In a timeout with about 3 minutes left, Mulkey asked her team how many times they'd won this season after being down.

"I said, 'You're going to win this game," Mulkey said. "We persevered."

After Jessica Morrow gave Baylor its first lead of the game, 55-53, on 3-pointer from the corner with 2:57 remaining, Stacie Oistad pulled the Jackrabbits even at 55 on a layup.

Both teams failed to score on their next two possessions before Griffin hit a running layup with 40 seconds remaining to put Baylor up 57-55.

Warkenthien missed a layup but was fouled and missed the second free throw of a 1-and-1. Allison, who left the game with an injury to her left knee about 3 minutes earlier but returned, got the rebound and was fouled.

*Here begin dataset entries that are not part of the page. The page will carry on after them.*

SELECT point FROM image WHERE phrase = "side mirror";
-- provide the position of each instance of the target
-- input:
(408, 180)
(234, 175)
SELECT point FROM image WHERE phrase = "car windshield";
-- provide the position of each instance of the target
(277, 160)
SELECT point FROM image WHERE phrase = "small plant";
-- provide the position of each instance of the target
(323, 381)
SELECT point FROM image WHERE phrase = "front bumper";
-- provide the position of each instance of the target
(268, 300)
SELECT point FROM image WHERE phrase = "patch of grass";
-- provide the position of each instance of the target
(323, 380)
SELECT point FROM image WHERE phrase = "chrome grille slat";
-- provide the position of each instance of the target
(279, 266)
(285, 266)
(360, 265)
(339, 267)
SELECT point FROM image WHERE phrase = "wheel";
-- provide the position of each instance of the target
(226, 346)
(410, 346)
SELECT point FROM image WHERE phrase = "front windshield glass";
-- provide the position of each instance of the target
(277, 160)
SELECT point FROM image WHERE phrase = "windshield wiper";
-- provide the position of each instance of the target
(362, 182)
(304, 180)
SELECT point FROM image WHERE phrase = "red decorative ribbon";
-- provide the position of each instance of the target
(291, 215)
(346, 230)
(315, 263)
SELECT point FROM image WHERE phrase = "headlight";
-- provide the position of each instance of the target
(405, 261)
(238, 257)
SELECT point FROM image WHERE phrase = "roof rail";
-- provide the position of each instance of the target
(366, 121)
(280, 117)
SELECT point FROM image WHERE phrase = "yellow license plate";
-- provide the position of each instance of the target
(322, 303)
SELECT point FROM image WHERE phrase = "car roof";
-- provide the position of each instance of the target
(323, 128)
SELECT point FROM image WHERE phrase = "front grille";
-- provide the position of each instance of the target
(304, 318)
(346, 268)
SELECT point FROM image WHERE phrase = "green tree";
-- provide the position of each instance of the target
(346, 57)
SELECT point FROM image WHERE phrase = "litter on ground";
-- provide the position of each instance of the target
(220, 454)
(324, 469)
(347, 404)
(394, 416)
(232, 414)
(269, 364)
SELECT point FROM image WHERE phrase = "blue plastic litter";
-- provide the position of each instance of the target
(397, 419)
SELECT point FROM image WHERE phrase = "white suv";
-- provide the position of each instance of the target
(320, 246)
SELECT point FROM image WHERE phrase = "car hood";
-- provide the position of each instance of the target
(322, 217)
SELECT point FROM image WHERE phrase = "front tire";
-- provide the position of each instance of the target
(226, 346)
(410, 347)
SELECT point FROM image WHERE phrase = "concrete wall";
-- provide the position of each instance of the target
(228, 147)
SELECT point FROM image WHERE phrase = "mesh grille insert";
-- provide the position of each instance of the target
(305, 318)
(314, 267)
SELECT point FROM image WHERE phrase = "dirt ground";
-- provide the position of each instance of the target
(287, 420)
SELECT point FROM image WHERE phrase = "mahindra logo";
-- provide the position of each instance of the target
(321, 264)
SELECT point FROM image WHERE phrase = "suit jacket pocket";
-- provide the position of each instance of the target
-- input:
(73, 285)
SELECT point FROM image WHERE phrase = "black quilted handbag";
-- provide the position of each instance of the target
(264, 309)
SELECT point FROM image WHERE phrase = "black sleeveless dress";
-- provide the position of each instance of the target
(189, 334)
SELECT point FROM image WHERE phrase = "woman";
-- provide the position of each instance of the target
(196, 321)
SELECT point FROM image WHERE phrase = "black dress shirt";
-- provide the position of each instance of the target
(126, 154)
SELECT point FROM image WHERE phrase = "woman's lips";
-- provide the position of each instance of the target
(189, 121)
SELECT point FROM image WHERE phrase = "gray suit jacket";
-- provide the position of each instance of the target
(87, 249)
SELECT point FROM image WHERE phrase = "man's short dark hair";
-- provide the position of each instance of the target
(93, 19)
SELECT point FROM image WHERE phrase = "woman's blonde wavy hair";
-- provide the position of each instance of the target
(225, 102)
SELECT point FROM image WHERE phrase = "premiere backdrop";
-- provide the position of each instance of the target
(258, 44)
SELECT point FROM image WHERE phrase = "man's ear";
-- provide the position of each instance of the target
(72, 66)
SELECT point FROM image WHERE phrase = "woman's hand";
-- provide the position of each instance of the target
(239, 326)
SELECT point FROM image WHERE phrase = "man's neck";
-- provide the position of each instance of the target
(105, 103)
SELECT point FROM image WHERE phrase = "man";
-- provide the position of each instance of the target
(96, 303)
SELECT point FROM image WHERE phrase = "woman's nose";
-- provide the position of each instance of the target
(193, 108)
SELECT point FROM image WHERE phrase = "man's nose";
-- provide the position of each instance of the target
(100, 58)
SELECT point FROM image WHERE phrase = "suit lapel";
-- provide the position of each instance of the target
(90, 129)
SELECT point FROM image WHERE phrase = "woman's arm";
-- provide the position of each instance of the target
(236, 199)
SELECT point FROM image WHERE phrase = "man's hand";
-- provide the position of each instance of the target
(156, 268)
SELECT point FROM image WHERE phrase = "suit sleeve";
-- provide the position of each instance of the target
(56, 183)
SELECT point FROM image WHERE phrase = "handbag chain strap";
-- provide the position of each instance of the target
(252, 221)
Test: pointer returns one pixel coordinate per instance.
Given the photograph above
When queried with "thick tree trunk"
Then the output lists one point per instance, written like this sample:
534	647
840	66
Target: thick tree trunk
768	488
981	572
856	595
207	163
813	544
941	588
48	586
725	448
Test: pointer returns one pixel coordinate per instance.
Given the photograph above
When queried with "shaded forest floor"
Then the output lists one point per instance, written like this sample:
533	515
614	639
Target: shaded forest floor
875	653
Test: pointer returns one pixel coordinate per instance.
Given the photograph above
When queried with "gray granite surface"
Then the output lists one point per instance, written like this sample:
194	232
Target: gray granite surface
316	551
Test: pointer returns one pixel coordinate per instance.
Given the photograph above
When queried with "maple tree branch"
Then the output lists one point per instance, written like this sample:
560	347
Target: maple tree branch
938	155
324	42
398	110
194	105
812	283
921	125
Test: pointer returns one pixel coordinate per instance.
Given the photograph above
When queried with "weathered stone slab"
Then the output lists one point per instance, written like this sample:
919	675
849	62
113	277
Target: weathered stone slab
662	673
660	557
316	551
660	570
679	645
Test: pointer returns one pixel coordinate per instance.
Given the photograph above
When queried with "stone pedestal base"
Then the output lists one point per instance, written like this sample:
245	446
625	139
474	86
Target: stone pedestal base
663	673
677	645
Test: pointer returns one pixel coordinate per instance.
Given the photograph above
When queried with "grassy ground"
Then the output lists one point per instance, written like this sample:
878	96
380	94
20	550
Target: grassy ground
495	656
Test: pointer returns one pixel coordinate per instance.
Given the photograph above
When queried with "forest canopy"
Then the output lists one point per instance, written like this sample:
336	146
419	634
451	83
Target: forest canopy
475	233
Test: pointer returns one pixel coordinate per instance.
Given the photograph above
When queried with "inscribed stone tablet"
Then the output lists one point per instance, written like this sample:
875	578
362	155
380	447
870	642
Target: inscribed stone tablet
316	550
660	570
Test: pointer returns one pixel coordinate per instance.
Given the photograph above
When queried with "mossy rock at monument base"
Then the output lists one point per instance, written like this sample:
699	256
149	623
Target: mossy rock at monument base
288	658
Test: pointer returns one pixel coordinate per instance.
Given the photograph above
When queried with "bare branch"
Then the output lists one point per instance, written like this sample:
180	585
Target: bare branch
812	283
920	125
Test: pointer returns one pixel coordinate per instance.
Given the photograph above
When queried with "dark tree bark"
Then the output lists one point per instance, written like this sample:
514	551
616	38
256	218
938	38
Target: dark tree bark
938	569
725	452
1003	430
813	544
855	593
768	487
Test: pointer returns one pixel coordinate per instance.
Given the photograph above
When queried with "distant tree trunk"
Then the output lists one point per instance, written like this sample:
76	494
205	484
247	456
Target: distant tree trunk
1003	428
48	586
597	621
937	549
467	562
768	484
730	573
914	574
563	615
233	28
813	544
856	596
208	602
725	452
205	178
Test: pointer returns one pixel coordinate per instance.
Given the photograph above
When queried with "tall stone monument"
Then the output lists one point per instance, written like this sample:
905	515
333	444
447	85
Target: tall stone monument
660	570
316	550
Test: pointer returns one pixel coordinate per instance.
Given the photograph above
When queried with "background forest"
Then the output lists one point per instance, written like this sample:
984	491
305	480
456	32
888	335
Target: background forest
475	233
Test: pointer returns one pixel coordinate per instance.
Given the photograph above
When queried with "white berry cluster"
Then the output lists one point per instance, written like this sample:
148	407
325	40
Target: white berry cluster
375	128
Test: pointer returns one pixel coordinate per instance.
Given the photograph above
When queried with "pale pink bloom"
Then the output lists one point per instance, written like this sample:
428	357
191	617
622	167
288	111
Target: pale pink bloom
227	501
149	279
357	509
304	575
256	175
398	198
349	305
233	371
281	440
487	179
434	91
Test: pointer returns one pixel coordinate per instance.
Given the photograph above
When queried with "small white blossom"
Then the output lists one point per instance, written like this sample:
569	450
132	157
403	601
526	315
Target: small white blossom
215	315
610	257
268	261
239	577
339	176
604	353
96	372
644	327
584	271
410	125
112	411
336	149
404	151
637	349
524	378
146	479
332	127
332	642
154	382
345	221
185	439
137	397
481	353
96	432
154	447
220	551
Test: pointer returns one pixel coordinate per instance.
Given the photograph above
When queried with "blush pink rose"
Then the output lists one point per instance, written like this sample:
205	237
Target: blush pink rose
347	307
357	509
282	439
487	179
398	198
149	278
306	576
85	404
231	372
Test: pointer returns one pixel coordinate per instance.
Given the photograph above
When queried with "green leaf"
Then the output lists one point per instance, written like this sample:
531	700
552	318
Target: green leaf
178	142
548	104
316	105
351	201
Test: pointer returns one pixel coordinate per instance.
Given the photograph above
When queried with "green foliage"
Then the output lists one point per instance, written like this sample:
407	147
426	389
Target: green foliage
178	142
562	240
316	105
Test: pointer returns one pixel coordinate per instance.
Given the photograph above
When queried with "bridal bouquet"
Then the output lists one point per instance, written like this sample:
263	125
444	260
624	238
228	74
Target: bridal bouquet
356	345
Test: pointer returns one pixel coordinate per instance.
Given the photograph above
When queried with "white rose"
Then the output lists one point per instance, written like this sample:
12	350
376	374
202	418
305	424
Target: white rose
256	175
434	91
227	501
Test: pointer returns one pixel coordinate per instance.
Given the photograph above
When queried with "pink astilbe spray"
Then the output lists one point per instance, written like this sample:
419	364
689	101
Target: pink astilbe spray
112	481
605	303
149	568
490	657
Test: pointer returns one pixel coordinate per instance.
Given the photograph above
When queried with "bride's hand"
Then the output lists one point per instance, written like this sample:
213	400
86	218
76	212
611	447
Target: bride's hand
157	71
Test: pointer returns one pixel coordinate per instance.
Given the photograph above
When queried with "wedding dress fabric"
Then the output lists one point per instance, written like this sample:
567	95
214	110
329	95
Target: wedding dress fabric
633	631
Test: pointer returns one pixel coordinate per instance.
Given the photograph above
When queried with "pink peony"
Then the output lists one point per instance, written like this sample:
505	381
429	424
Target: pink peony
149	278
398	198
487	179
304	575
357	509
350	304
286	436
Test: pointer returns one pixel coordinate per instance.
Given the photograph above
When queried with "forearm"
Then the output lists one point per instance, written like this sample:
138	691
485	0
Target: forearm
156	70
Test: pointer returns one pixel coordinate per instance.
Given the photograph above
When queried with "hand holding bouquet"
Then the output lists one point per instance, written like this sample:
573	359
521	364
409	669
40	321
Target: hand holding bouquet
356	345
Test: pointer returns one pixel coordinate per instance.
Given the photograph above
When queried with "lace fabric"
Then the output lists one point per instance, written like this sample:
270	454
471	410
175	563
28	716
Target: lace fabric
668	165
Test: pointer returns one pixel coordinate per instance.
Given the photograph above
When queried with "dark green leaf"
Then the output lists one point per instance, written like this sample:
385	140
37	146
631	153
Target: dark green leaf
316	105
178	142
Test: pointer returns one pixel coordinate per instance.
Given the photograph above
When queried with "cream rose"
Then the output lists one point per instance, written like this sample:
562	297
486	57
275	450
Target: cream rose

She hurt her ankle and was unable to shoot the free throws. South Dakota State coach Aaron Johnston elected to have Whitney Zachariason shoot Allison's free throws. Zachariason hit only the front end of a 1-and-1 and Jackrabbits redshirt freshman Jill Young got a layup at the other end to tie it at 58 with 7 seconds left.

That's when Griffin took over. She took the inbounds pass and went the length of the court before cutting toward the lane and letting the ball fly from outside the paint.

Mulkey was quick to praise South Dakota State's play.

"I think everybody has already noticed them," she said. "Those kids play hard and are very well-coached. I am so impressed with their program."

Johnston wasn't disappointed at his team's play but that this loss -- only the team's third this season -- was the hardest. Statistically, both teams were nearly even.

"I was very proud of how we competed," he said. "Baylor plays exceptionally hard, and I did not think our effort at any time was less than theirs. It's hard to stop them every time. We just needed one more basket."

South Dakota State worked the ball through Warkenthien, the Summit League's player of the year, almost every possession of the second half. At one point she scored seven straight points for the Jackrabbits.

The Bears tied it at 36, on a layup by Griffin, and Baylor leveled it again at 47 and 49 but couldn't pull ahead.

Allison went down after fouling Warkenthien with 4:20 remaining with what appeared to be an injury to her left knee. That came in the midst of a 3-minute drought the Bears could ill afford, trailing 53-49.